6-8 St Stephens Avenue, Parnell, Auckland
List Entry Information
List Entry Status
List Entry Type
Historic Place Category 1
Private/No Public Access
23rd June 1983
Date of Effect
23rd June 1983
Lots 2-3 DEED S100 (RT NA58D/841), North Auckland Land District
This historic place was registered under the Historic Places Act 1980. The following text is the original citation considered by the NZHPT Board at the time of registration.
The building of Selwyn Court, formerly known as Bishopscourt, was begun in 1861 and completed in 1865. The complex originally consisted of a library (1861), a steepled octagonal tower (1862) which today still has excellent landmark qualities, and the house and chapel (1863). The house is linked to the library by offices and a corridor on the northeast. There have been a number of changes made to the complex, the most important being the removal of the chapel to Diocesan Girls' High School in 1910 and the addition of a verandah to the northern sides of the house around 1883.
The architect for the complex was Frederick Thatcher, this being his last major commission for the Auckland Diocese. Despite the separate functions and varied proportions existing between the component parts of Selwyn Court, Thatcher has achieved a remarkably unified complex. All the usual Thatcher motifs are present - shingled roof, vertical board and battened walls, bold carefully considered proportions, and, with the exception of the house which features casements generous in width, Early English fenestration.
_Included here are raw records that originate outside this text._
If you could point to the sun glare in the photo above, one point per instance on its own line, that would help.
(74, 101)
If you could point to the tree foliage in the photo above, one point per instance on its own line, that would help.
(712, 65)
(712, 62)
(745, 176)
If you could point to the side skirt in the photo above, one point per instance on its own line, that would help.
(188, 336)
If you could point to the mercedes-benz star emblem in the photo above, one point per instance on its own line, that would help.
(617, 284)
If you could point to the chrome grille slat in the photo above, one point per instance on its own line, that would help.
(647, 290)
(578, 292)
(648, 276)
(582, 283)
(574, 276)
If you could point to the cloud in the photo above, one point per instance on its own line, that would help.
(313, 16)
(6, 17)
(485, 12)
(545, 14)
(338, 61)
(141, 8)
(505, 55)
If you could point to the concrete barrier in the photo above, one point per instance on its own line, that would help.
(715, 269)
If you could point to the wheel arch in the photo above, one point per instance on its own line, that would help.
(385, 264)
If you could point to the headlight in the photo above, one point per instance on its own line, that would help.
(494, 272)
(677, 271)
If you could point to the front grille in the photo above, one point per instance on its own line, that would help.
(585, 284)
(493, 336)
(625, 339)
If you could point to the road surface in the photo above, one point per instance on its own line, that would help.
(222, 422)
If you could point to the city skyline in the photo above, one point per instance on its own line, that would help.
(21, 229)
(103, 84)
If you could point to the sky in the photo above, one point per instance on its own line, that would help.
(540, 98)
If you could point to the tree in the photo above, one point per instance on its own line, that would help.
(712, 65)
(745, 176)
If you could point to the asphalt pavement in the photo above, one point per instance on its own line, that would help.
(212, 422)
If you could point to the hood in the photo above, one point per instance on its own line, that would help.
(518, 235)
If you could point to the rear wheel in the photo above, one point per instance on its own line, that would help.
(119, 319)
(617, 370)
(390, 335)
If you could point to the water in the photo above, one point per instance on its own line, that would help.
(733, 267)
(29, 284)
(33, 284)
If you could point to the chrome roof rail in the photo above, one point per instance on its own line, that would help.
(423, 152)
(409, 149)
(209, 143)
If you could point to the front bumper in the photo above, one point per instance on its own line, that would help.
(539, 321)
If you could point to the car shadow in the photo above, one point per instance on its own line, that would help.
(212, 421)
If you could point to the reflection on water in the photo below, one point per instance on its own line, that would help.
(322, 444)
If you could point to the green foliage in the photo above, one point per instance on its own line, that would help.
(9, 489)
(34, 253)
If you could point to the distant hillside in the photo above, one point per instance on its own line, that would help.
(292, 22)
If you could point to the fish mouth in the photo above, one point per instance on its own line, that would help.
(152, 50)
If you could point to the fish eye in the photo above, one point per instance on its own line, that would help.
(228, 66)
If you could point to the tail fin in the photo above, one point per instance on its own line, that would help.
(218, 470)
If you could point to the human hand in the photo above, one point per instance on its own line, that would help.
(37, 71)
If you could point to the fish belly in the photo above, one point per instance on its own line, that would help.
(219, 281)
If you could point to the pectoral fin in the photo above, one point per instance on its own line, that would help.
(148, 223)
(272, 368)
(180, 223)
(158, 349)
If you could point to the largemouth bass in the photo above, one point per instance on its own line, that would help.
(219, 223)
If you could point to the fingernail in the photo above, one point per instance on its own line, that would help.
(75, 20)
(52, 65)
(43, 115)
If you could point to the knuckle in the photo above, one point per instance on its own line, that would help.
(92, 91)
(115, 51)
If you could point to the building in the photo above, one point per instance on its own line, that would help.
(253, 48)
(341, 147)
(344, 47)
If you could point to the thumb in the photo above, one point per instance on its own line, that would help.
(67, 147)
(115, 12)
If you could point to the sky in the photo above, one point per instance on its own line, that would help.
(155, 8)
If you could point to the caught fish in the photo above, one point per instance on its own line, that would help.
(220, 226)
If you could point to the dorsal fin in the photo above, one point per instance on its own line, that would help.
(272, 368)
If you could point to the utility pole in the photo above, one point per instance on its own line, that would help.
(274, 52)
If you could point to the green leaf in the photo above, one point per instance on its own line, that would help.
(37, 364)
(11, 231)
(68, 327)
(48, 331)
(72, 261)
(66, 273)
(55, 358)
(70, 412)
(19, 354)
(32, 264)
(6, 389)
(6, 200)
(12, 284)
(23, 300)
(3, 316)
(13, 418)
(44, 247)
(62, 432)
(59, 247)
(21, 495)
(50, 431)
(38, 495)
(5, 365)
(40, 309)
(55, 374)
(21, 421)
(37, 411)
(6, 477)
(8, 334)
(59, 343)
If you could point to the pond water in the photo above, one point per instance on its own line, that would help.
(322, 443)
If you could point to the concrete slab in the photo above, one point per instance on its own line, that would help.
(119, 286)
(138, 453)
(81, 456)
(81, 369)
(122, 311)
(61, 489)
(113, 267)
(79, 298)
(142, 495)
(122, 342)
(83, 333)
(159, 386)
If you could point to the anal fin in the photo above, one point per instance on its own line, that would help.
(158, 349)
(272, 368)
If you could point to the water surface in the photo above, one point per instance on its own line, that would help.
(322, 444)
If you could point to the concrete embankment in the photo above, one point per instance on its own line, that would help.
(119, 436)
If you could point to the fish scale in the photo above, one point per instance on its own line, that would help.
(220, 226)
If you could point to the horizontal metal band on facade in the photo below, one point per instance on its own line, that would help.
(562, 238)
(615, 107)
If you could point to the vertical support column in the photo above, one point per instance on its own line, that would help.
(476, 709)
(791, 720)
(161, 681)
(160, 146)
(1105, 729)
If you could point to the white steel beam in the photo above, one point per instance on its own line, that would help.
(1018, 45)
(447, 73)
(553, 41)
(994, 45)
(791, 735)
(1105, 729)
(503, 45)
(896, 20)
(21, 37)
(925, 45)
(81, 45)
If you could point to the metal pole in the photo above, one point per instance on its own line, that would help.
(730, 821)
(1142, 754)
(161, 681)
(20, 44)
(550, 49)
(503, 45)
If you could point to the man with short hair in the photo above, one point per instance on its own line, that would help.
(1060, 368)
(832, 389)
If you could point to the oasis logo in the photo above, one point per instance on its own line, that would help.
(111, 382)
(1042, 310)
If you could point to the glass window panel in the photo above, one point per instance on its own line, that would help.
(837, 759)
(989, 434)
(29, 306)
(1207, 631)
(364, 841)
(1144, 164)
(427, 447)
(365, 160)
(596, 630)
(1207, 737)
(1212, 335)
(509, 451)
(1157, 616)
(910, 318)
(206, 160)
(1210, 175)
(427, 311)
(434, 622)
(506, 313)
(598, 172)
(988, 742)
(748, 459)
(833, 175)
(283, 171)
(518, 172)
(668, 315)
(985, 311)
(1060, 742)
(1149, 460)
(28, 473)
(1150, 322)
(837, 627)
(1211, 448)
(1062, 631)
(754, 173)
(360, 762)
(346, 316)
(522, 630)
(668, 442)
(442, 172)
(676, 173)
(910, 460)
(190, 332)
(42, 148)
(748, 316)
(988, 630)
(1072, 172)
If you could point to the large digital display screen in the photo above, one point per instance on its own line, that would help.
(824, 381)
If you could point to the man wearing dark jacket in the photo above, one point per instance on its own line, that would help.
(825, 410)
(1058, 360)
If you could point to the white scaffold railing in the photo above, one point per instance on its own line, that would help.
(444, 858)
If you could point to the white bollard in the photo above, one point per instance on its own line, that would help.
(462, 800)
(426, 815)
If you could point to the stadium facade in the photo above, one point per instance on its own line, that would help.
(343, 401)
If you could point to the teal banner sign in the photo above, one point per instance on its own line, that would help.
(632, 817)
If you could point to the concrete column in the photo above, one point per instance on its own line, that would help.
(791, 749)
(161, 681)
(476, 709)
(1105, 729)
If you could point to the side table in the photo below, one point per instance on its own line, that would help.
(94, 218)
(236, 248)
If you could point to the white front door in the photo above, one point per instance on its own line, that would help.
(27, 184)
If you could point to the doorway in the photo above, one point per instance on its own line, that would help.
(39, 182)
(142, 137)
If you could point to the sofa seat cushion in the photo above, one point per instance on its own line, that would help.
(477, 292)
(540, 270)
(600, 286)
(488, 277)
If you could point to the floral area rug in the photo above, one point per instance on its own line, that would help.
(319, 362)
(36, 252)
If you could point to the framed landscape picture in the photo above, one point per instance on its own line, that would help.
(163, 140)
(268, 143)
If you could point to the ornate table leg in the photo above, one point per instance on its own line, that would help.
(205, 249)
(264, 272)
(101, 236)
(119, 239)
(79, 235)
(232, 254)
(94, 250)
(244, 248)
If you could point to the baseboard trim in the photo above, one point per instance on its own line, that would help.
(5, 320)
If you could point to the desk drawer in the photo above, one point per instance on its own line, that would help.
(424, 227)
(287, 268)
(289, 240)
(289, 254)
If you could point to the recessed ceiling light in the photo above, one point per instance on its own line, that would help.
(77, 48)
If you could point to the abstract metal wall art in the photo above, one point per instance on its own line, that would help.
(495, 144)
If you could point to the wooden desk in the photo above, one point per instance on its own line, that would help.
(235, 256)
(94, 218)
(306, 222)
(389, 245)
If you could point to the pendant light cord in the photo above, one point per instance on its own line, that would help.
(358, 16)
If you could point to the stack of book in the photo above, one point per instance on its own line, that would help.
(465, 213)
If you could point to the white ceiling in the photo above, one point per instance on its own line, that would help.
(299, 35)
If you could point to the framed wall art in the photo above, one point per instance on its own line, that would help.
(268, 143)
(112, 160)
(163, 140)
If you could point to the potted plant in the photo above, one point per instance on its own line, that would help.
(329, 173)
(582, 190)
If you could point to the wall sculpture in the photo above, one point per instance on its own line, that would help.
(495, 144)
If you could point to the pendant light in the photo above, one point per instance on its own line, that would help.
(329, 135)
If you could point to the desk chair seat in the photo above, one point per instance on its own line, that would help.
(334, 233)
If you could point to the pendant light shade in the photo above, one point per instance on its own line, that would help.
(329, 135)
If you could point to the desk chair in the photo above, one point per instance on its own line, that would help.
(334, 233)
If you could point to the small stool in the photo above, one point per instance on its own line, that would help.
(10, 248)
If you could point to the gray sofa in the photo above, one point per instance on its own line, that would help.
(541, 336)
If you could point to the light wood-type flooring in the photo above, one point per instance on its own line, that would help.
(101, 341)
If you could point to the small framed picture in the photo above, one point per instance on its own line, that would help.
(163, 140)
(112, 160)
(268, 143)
However, the Court does have a number of unusual design features. Notable among these is the placing of the private rooms of the house in the stone walled basement and the elegant reception rooms on the upper level entered from the courtyard. Also Selwyn's invention of carrying roof supports through to floor level as a form of internal buttressing has imbued the exterior with a remarkably broken up and varied appearance.
As the first official bishop's residence in the country and the home of Bishop Selwyn, the complex is of very great historical significance. It presently serves as the Deanery.
Please note that entry on the New Zealand Heritage List/Rarangi Korero identifies only the heritage values of the property concerned, and should not be construed as advice on the state of the property, or as a comment of its soundness or safety, including in regard to earthquake risk, safety in the event of fire, or insanitary conditions.